Hancock settled, blinking back the paranoia before focusing on her.  
  
“…Sunshine.” He’d never said it that way before. She waited for him to finish, for that dreaded feeling of scrutiny and shame to pass with an “I’m glad you’re okay” or “you gave us a heart attack” or “what the fuck were you thinking”, but nothing ever came. He simply watched her, taking in her bloody hands, her wounded arm, her tired face.  
  
She sipped the water, slowly this time, and felt some of the blurry noise behind her eyes sort itself into human thought.  
  
The golden glow of Nick’s eyes gave a bit more clarity to the space— dark and dingy in a way so familiar she could cry. Never in her life did she think she would miss the ash and dust that coated her new world so much. It brightened more after she groped for her pip-boy, the familiar weight and green glow a stabilizing comfort. Hancock was haggard in the dim light, tense, curled inwards and small with sharp, lucid eyes. Nick was better but only just, his synthetic body hiding the strain more easily than his organic counterparts.  
  
And then, the third figure to her left. Definitely too small to be Deacon, with dark hair and squared shoulders and dimpled cheeks.  
  
“Mom?”  
  
No.  
  
She willed herself desperately to have died on the floor of that god-forsaken underground hellscape, but all she could do was watch as Nate’s eyes—Shaun’s eyes— stared back at her with surprise and wonder.  
  
“Shaun?”  
  
He shifted a bit, rubbing the sleep from his eyes as he pushed back the blankets— nine or ten years old, the same Shaun she’d seen with Kellogg, the Shaun who called for Father when she found him in the Institute— and as he watched her, almost in slow-motion, his face screwed up against fat tears threatening to spill.  
  
“I thought you were dead!”  
  
And then he bawled, loud, childish sobs that shook his small body to the core, and she was at a loss. He tried to run to her, to throw his arms around her (Nick held him back, “shh, shh, she’s still getting better”) and Nora didn’t know whether to hold him or slap him away.  
  
One last cruel joke from Father, it seemed.  
  
“He found you,” Hancock settled in by her shoulder, moving to touch her but seeming to think better of it. “The kid’s screamin' was what got Nick and I movin’ your way. Kid had never seen a ghoul before, but he ran straight to me.” His voice cracked. “He begged me to help his mom.”  
  
“John…”  
  
He shook his head. “Don’t.
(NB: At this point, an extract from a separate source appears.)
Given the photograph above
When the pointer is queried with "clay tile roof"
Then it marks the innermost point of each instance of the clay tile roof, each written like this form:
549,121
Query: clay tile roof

I can’t think about it right now. ’S up to you what you do with him, but I just thought you oughta know.”  
  
Shaun— not Shaun— had given up fighting, now nearly limp over Nick’s arm as his shoulders heaved with hiccuping sobs. He still watched her, desperate for contact, one lonely child in a strange world just looking for a parent’s love.  
  
Touching him would make him real, make him hers, sever the last of his puppeteer’s strings and leave him as a real boy. She’d seen enough synths come and go from the memory den to know that a life could be rewritten in a few seconds of coding, and still bring emotions as strong as any organic memory. Could that be enough?  
  
Shaun wiped his nose on his sleeve, watchful eyes on her hand as it hesitated. Slowly, carefully at first, Nora wiped the tears from his eyes and brushed his bangs from his face.  
  
“I’m sorry I scared you. Thank you for coming to find me.”  
  
He sniffed. “I couldn’t leave you. I couldn’t…”  
  
Ten years worth of programmed love and trust and care, put into words like it had always existed. While it wouldn’t heal the holes in her chest and arm it could be the start of something new.  
  
Nora inched towards him, wrapping him with her good arm and setting him on her chest.  
  
“It’s okay,” she whispered. “I’m not going anywhere.”  
  
“Promise!” He buried his face in her shoulder.  
  
“I promise. Wherever we go, we go together.”  
  
He believed her, no questions asked, no suspicion, and his tears dried quickly as he clung to her. She was his mother, and he needed her to be okay.  
  
Nick sat a few feet away, the aperture of his lightning eyes focused on her wounds, still fresh but no longer bleeding. Hancock muttered something about needing a drink after all this, weary but good natured, and finally settled one shaking arm around her waist. She quietly reminded herself to find something nice for the both of them.  
  
Eventually his staccato sobbing evened into quiet sniffles before stilling altogether. His arms around her relaxed as he fell asleep, but she wasn’t ready to let him go just yet. He was scared, hurting, and if she let go he might wake up thinking that he was really all alone.  
  
Nick’s eyes flicked from her arm to her face. “You’re already in love.”  
  
Ten years of programmed memories could create a falsehood so convincing it becomes real. One touch would sever the strings.  
  
She was always in love. He was her son.

**Author's Note:**

> I fell in love with the world all at once.  
> All at once everyone felt so out of place.  
> Are you sinking in or clinging to the promises you made?
> 
> -Arizona, Rodeo Ruby Love


End file.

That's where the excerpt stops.